The extent of percutaneous absorption of chemicals, part of regulatory testing requirements and important for safety assessments, can be determined with various in vitro techniques described in the method summary data sheets of the DB-ALM. Most widespread are Static and Flow-Through Diffusion Cells, which are already included in the OECD TG 428 (OECD, 2004), employing human or animal skin. Reconstructed Skin Models, also to be used in diffusion cells, are currently evaluated in formal assessment studies.
The other techniques described in the DB-ALM (e.g. methods based on physicochemical principles such as ATR-FTIR Spectroscopy and non-experimental approaches such as Mathematical Models) are at early development stages and are mostly used for research purposes.
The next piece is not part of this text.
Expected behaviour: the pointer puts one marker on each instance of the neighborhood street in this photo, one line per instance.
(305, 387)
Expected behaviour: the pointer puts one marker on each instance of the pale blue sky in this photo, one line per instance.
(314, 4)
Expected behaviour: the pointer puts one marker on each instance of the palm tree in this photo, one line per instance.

A broad range of methods, which provide alternatives or "Replacement" to animal experimentation, is available to investigate the effects of chemical substances on reproduction, including impairment of fertility and developmental toxicity such as teratogenicity and embryotoxicity. The methods (models, test systems) range from whole organ cultures to tissue explants, primary cells and established cell lines (including embryonic stem cells). None of these ex vivo / in vitro / in silico methods have gained regulatory acceptance to date. For this reason, these alternative methods do not allow for full replacement of animal testing. The methods are mostly used for screening purposes and are intended to be applied in test batteries and as part of integrated testing strategies. However, with reference to "Reduction and Refinement" of animal use, the Extended One-Generation Reproductive Toxicity Study (EOGRTS) has been adopted as OECD Test Guideline 443 (OECD, 2012).
The ultimate goal of alternative methods to animal experimentation in the topic area of Eye Irritation is to replace the Draize rabbit eye irritation test (OECD Test Guideline 405 corresponding to the Method B.5 of the Council Regulation (EC) No 440/2008), by an alternative test alone, by a battery of tests, or by embedding alternative methods in testing strategies. In fact, a sequential testing strategy has been included in the guidelines, and makes use of physico-chemical data, structure-activity relationships and results of validated in vitro methods. Both in vivo and in vitro alternative methods to the Draize test have been developed so far.